Decolonising Racialised Labour

pickers

Convened by Dr Adil Hasan Khan
Melbourne Law School
Monday 28 May 2018
1:00pm - 2:00pm
Room 611, Level 6

Register

About the seminar

Critical scholarship on geographical indications (GIs) has increasingly focused upon their role in fostering development in the Global South. Recent work has drawn welcome attention to issues of governance and sparked new debates about the role of the state in GI regulation. We argue that this new emphasis needs to be coupled with a greater focus upon local social relations of power and interlinked issues of social justice. Rather than see GI regimes as apolitical technical administrative frameworks, we argue that they govern emerging public goods that should be forged to redress extant forms of social inequality and foster the inclusion of marginalized actors in commodity value chains.

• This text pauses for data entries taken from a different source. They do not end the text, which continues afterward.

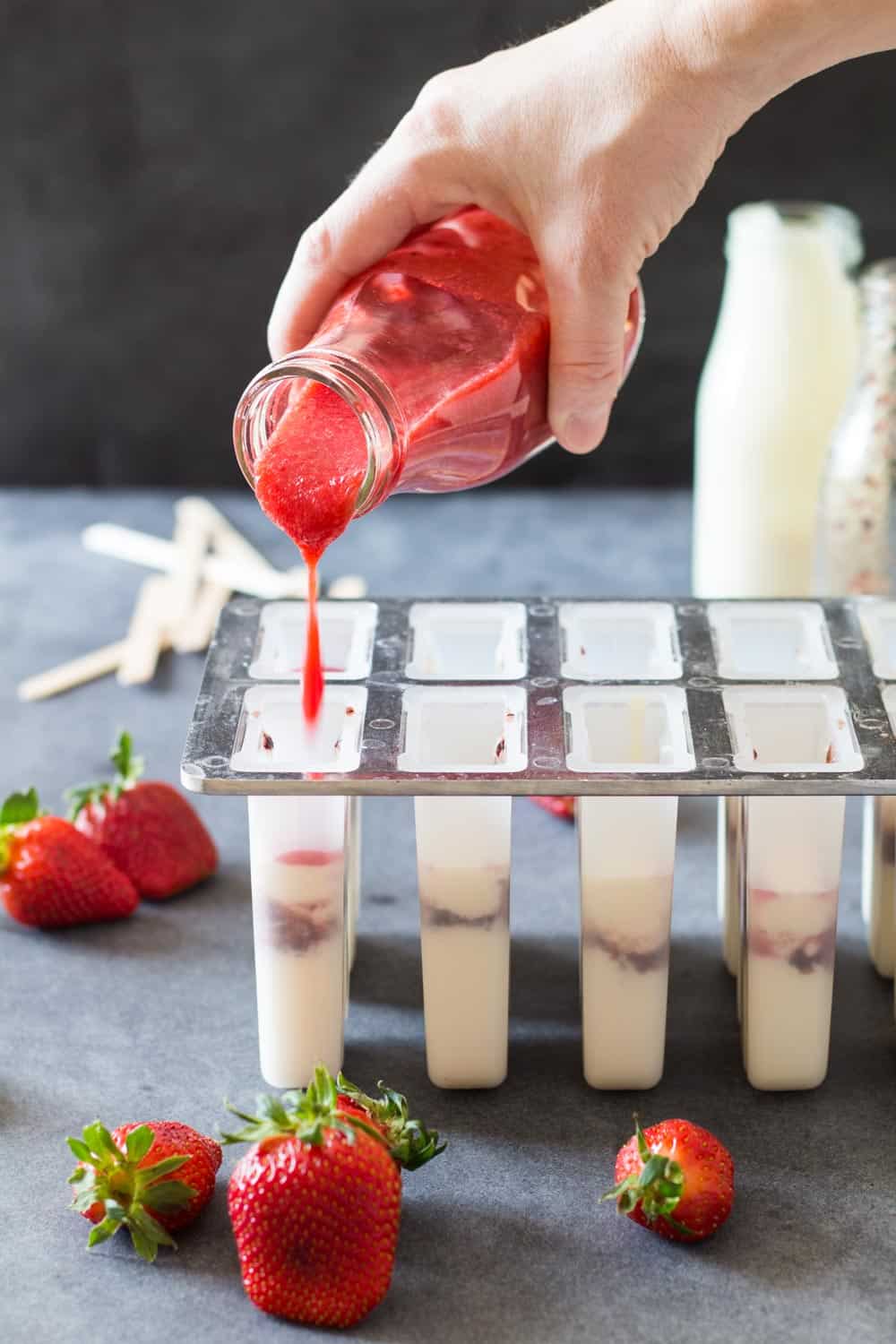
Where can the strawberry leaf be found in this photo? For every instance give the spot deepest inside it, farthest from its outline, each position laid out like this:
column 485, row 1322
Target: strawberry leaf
column 128, row 766
column 145, row 1247
column 102, row 1231
column 19, row 808
column 81, row 1150
column 168, row 1196
column 99, row 1140
column 139, row 1142
column 164, row 1167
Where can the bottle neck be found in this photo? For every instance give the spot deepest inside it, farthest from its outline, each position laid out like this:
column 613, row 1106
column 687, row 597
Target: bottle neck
column 273, row 392
column 877, row 306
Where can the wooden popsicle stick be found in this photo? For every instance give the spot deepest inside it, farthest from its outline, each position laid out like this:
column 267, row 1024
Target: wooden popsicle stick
column 69, row 675
column 198, row 632
column 124, row 543
column 225, row 538
column 148, row 632
column 193, row 538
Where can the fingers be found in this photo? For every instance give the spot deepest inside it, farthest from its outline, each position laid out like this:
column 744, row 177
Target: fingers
column 589, row 308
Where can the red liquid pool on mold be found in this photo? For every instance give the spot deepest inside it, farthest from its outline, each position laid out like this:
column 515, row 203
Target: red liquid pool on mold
column 454, row 324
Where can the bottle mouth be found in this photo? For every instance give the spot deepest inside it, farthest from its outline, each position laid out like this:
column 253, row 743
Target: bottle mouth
column 841, row 223
column 273, row 390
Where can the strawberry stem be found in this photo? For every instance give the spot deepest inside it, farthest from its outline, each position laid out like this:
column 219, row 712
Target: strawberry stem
column 309, row 1113
column 657, row 1188
column 128, row 771
column 128, row 1193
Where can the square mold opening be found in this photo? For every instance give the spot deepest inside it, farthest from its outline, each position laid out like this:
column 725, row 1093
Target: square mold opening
column 463, row 730
column 347, row 640
column 466, row 642
column 273, row 738
column 771, row 642
column 785, row 728
column 879, row 626
column 627, row 730
column 619, row 642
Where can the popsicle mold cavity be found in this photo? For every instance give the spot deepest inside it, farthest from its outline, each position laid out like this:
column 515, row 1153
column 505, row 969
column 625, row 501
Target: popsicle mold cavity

In many areas of the world, this will entail close attention to the historical specificities of colonial labor relations and their neocolonial legacies, which have entrenched conditions of racialized and gendered dispossession, particularly in plantation economies. Using examples from South Africa and South Asia, we illustrate how GIs conventionally reify territories in a fashion that obscures and/or naturalizes exploitative conditions of labor and unequal access to land-based resources, which are legacies of historical disenfranchisement. Like other forms of neoliberal governmentality that support private governance for public ends, however, GIs might be shaped to support new forms of social justice. We show how issues of labor and place-based livelihoods increasingly influence new policy directions within Fair Trade agendas while concerns with decolonizing agricultural governance now animate certification initiatives emerging from new social movements. Both provide models for shaping the governance and regulation of GIs in projects of rural territorial development that encompass principles of rights-based development to further social movements for rural social justice.

About the presenter

Rosemary J. Coombe is the Tier One Canada Research Chair in Law, Communication and Culture at York University. She holds doctoral degrees in law and anthropology and publishes widely in the fields of legal theory, cultural anthrpology and the critical study of intellectual property and heritage governmentality.